Arizona Stories: Native Music Goes on the Record
Dec. 8, 2022
The Luhrs Family
The Luhrs Tower and the Luhrs Building served as icons that represented to many Phoenicians the transition from Phoenix as a small town to a metropolitan city of America. George Henry Nicholas Luhrs came to the United States from Germany in 1867. In 1887, Luhrs and his partner built the 20-room Commercial Hotel. A few years later, Luhrs bought out his partner’s interest in the hotel and changed the name to Hotel Luhrs. The hotel became the family home and is where the four Luhrs children grew up.

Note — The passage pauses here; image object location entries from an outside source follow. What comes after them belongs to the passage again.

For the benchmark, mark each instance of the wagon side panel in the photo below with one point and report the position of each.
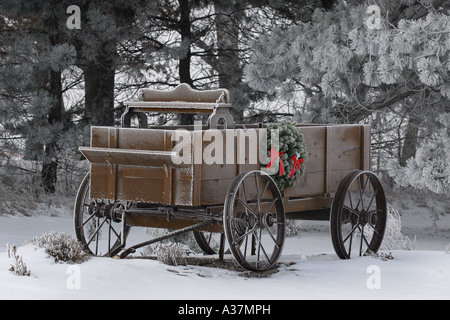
(135, 179)
(334, 151)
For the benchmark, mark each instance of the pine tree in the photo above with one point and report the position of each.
(347, 71)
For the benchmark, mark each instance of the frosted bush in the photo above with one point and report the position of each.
(61, 246)
(173, 254)
(394, 239)
(19, 268)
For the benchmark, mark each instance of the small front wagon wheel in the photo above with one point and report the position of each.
(358, 215)
(98, 223)
(254, 220)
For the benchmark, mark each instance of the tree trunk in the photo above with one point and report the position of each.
(184, 69)
(411, 138)
(50, 162)
(229, 63)
(99, 77)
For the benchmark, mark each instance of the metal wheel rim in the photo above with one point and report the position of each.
(244, 230)
(100, 236)
(358, 218)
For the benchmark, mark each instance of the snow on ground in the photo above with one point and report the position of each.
(308, 269)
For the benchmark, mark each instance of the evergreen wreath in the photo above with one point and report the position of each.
(291, 152)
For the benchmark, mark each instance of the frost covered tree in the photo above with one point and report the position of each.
(31, 73)
(430, 168)
(347, 68)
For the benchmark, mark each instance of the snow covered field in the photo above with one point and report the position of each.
(308, 269)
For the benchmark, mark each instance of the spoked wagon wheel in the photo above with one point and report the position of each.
(98, 223)
(254, 220)
(358, 215)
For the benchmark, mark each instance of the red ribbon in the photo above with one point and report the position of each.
(297, 164)
(273, 156)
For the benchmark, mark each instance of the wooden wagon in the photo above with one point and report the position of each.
(138, 177)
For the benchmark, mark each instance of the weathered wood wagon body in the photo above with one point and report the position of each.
(216, 183)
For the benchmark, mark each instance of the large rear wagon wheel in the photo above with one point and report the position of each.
(254, 220)
(358, 215)
(98, 223)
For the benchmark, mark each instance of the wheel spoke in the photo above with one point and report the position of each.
(351, 233)
(258, 197)
(366, 206)
(254, 219)
(246, 206)
(96, 232)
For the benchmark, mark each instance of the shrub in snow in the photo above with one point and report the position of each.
(187, 239)
(173, 254)
(19, 268)
(62, 247)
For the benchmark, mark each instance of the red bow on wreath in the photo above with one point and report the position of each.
(297, 164)
(273, 156)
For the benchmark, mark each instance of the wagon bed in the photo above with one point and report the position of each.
(137, 179)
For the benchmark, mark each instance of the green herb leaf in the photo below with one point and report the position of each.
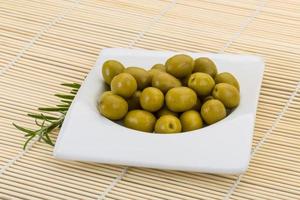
(47, 123)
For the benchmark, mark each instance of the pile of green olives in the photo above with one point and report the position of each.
(184, 94)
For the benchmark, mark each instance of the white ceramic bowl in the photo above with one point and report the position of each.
(220, 148)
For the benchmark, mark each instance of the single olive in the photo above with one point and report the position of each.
(103, 94)
(123, 84)
(185, 80)
(181, 99)
(207, 98)
(197, 105)
(165, 81)
(202, 83)
(153, 72)
(112, 106)
(180, 65)
(212, 111)
(205, 65)
(227, 94)
(168, 124)
(165, 111)
(141, 76)
(226, 77)
(134, 101)
(191, 120)
(151, 99)
(159, 67)
(140, 120)
(110, 69)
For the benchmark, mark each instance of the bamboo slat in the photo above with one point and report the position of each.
(45, 43)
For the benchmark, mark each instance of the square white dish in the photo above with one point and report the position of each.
(220, 148)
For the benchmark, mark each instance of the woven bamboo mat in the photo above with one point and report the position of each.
(46, 42)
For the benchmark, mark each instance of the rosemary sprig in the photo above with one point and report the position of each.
(45, 121)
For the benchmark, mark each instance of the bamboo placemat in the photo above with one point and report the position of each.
(47, 42)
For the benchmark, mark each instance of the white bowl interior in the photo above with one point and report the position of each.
(220, 148)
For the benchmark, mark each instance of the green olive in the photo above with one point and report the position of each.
(134, 101)
(103, 94)
(112, 106)
(202, 83)
(212, 111)
(181, 99)
(160, 67)
(198, 105)
(185, 80)
(180, 65)
(168, 124)
(208, 98)
(226, 77)
(165, 111)
(141, 76)
(165, 81)
(205, 65)
(191, 120)
(227, 94)
(140, 120)
(154, 72)
(110, 69)
(124, 85)
(151, 99)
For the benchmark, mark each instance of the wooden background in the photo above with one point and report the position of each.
(46, 42)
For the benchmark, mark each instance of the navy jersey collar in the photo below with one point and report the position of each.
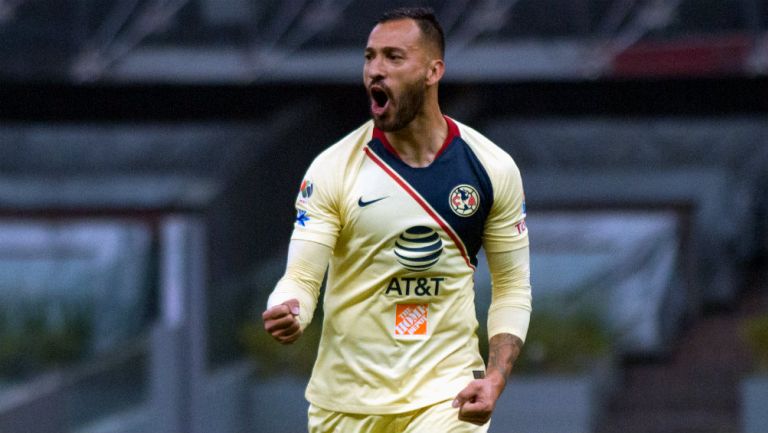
(453, 132)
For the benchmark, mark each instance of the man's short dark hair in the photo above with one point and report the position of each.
(426, 20)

In 1924, the family built the 10-story Luhrs Building, which was soon filled with law firms, insurance companies and other businesses. When George Luhrs was unable to manage day-to-day business due to suffering a stroke, his children stepped in.
The Little Red Schoolhouse
The booming mining town of Wickenburg was growing in population through the 20th century yet had no school. That was until a pioneer landowner built the first schoolhouse. In 1905, the red schoolhouse was built and educated the youth that lived in town. The schoolhouse has memories of teachers and graduations that live on through students who still live in Wickenburg. The building was later restored and used as a bank until becoming the home for the Wickenburg Cultural Organization providing education once more.
Keeping cool in Arizona was tricky before air conditioning became popular throughout the state. One way that Arizonans got creative was Riverside Park’s pool. The pool was the city’s largest freshwater pool. Many came to dive off the tower and take a dip in the pool from the slide. Before the 1950’s, canals and the freshwater pool is where kids learned to swim.
Native American music has enriched Arizona’s history for decades. Canyon Records got its start in 1951. Navajo singer Ed Lee Natay’s music was used in a play and he released an album of Native American songs. Indian cultures from across the region came to Arizona to be recorded by Canyon Records. There were some tribes that respected the recording of music and others that did not.